00:00L'éclaireur du jour dans Good Morning Market est Stéphane Koliak qui est au téléphone avec nous.
00:07Bonjour Stéphane Koliak.
00:09Bonjour Simon.
00:10Vous êtes économiste chez BNP Paribas.
00:14Un mot peut-être rapide Stéphane Koliak, de la situation politique française,
00:18on attend un Premier ministre, un non pour un Premier ministre cet après-midi ou dans la soirée.
00:23Est-ce que cela est de nature à changer la perception des marchés vis-à-vis de la France dans les prochaines heures, Stéphane Koliak ?
00:32Alors dans les prochaines heures, non, puisqu'elle a déjà changé ces deux derniers jours,
00:40après l'interview aux 20h de France 2 du Premier ministre démissionnaire,
00:46qui disait que l'option d'un gouvernement avait la priorité,
00:50et qu'il n'y avait pas forcément une majorité à l'Assemblée pour souhaiter une dissolution,
00:55le spread entre la France et l'Allemagne est revenu autour de 81-82 points de base,
01:01ce qui était son niveau avant que le risque de dissolution apparaisse.

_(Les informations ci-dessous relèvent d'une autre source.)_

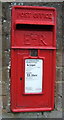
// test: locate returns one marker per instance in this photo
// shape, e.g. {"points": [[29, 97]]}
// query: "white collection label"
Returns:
{"points": [[33, 75]]}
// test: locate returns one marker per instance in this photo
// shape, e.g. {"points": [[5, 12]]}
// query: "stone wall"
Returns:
{"points": [[6, 27]]}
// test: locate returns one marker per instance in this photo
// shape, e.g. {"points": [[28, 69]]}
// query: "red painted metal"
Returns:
{"points": [[33, 28]]}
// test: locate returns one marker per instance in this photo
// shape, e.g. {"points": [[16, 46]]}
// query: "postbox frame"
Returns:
{"points": [[14, 47]]}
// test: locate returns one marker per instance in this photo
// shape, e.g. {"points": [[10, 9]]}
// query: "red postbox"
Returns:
{"points": [[33, 58]]}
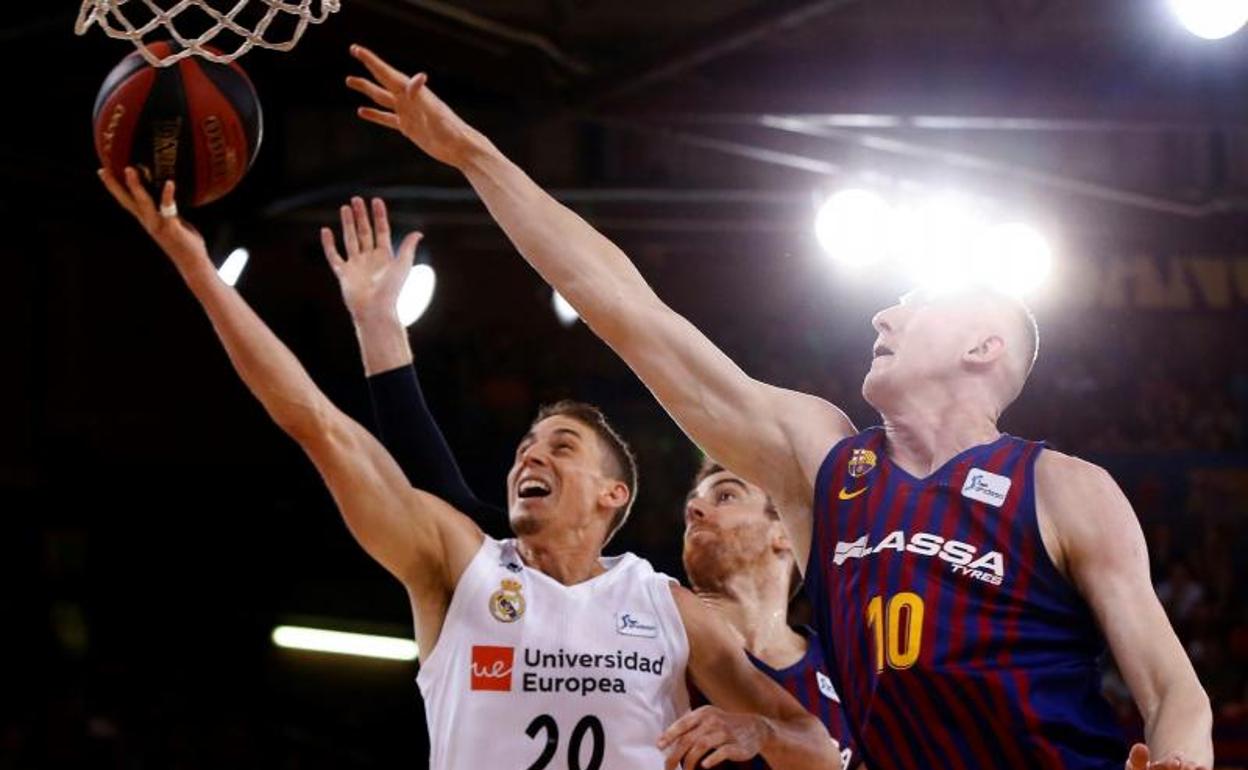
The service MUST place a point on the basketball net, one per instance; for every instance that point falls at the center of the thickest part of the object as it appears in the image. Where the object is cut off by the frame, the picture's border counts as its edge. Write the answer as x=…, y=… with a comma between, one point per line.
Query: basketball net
x=151, y=19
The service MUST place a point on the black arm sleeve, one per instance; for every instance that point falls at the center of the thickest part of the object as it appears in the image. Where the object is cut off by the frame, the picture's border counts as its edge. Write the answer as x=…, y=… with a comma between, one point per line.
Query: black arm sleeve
x=409, y=433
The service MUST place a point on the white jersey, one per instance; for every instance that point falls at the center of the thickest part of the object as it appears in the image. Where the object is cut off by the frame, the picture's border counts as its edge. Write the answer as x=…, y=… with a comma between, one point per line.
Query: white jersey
x=531, y=674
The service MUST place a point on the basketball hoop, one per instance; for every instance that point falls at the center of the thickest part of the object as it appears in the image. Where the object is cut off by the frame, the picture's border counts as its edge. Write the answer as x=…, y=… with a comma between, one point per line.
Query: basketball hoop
x=246, y=20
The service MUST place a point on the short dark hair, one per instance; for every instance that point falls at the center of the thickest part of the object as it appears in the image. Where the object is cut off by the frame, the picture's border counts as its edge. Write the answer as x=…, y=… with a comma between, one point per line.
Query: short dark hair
x=622, y=464
x=708, y=468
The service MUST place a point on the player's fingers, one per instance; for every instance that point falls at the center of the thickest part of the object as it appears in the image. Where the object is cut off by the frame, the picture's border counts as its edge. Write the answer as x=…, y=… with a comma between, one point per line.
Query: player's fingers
x=720, y=755
x=407, y=253
x=679, y=748
x=363, y=225
x=144, y=205
x=117, y=191
x=700, y=748
x=682, y=725
x=416, y=84
x=348, y=231
x=373, y=91
x=381, y=222
x=377, y=116
x=331, y=251
x=385, y=74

01:06Donc les taux sont déjà revenus.
01:09Ce qu'on pourrait avoir, c'est si on n'avait pas cette nomination
01:12et que ce ne soit pas ce qui survienne, une augmentation du spread de nouveau.
01:20Mais là, la baisse du spread, on l'a déjà eue, il est revenu à peu près où il était auparavant.
01:25Oui, et puis surtout qu'il n'y a pas d'attente énorme des marchés vis-à-vis du budget de la France pour 2026,
01:32étant donné les rapports de force politique à l'heure actuelle.
01:36Donc globalement, les marchés ont déjà réagi.
01:39Maintenant, ils vont plutôt regarder du côté des publications d'entreprises
01:42ou de ce qui va se passer aux États-Unis, Stéphane Koliak.
01:45Oui, les marchés exactement ont déjà réagi.
01:48Donc tout ce qui pourrait sortir, par exemple sur la France,
01:52ce serait le budget qui serait formellement présenté.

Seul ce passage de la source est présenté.